ECCOMAS 2024

ABSTRACT TITLE Combining Phase Field Modeling and Deep Learning for Accurate Modeling of Crystal Orientation in Solidification Microstructure obtained by Wire Arc Additive Manufacturing

  • Herbeaux, Antoine (Mines Saint Etienne)
  • Aboleinein, Hussein (Mines Saint Etienne)
  • Durand, Edith (Mines Saint Etienne)
  • Villani, Aurélien (Mines Saint Etienne)
  • Maurice, Claire (Mines Saint Etienne)
  • Bergheau, Jean-Michel (Univ Lyon, École Centrale de Lyon, CNRS, ENTP)
  • Klöcker, Helmut (Mines Saint Etienne)

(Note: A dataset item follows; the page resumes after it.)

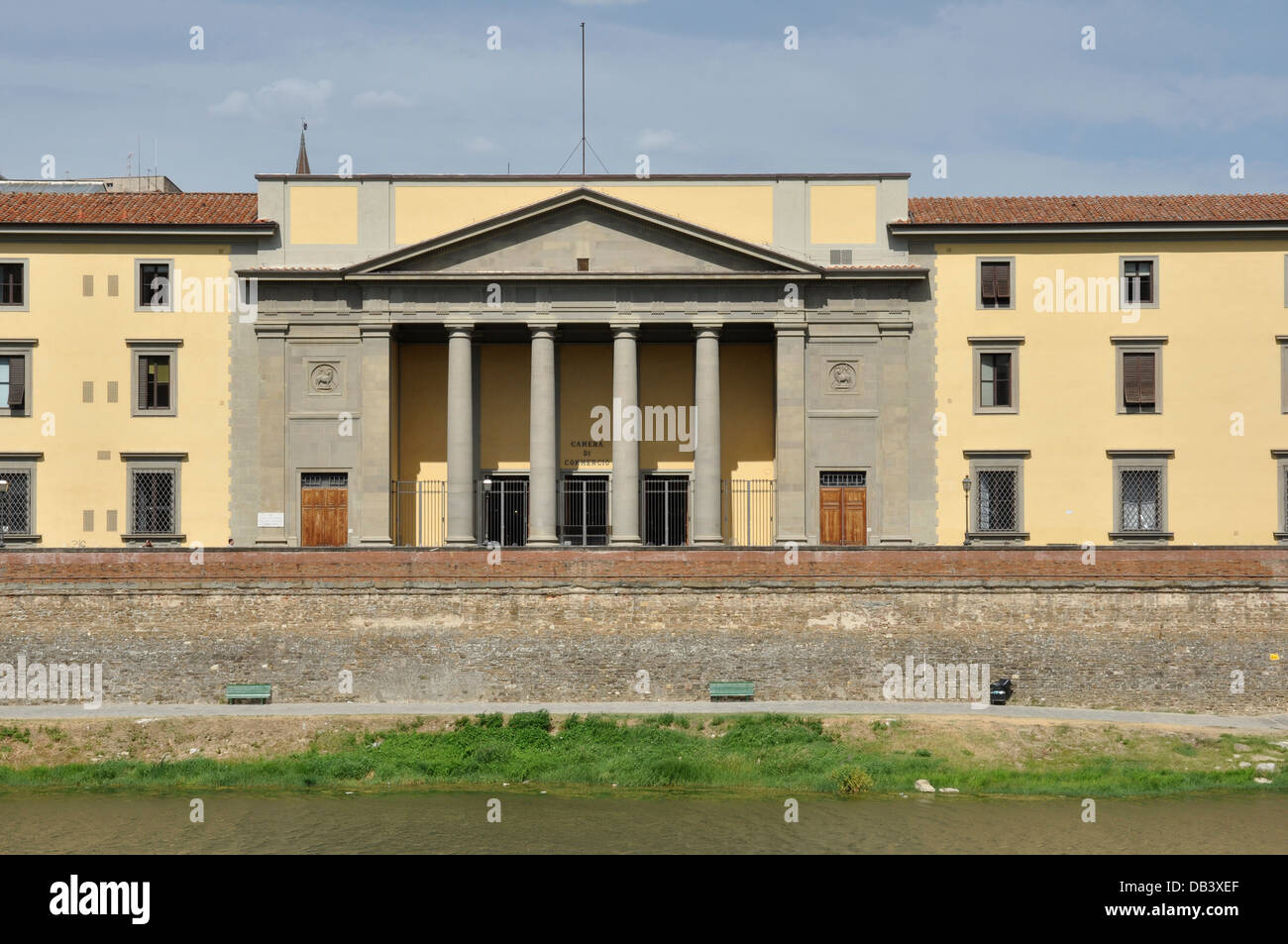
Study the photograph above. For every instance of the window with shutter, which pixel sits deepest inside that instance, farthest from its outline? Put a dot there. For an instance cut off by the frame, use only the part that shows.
(995, 284)
(1140, 380)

Please login to view abstract download link

Processes such as wire arc additive manufacturing (WAAM) involve rapid solidification phenomena that significantly complicate the study and prediction of microstructures [1]. Accurate prediction of the solidification microstructure at the interfaces of the welding beads requires a full-field approach. Accurate knowledge of the transient temperature field during the rapid solidification is necessary to use such a model. Indeed, a coupled thermal equation with a phase evolution equation must be solved [2], [3]. In this work, a method is developed to accelerate computation time using data obtained from experiments and extracted through image recognition. To avoid solving a coupled thermal problem, it is proposed to determine zones of morphological textures from contours of welding beads using optical images. The direction of the thermal gradient is also determined by using the same method. Then, the connectivity and continuity of these zones are studied using a convolutional neural network (CNN) method based on scanning electron microscope (SEM) images. Finally, modeling of the microstructure of a mm-sized weld bead is performed using Kobyashi-Warren-Carter phase field model [3], based on coupled solving of phase, temperature and crystallographic orientation variable. EBSD Images serve as input data to adjust and verify this latter method. A mapping of several neighboring beads is also performed with information derived from the previous tools. The combined use of minimal experimental input, image segmentation and artificial intelligence-based phase field modelling leads to the following outcomes: ● the prediction of the crystal texture in the entire bead volume by a phase field approach, ● the phase field simulation of the interfaces between neighboring beads considering the real process chronology, ● a strongly reduced computation time. REFERENCES [1] P. Long, D. Wen, J. Min, Z. Zheng, J. Li, Y. Liu, (2021) Microstructure Evolution and Mechanical Properties of a Wire-Arc Additive Manufactured Austenitic Stainless Steel: Effect of Processing Parameter. Mater., 14, 1681. [2] I. Steinbach, Phase-field models in materials science, Modelling Simul. Mater. Sci. Eng. 17 (2009) 073001 (31pp) [3] R. Kobayashi, J.A. Warren, W.C. Carter, Vector-valued phase field model for crystallization and grain boundary formation, Physica D 119 (1998) 415-423.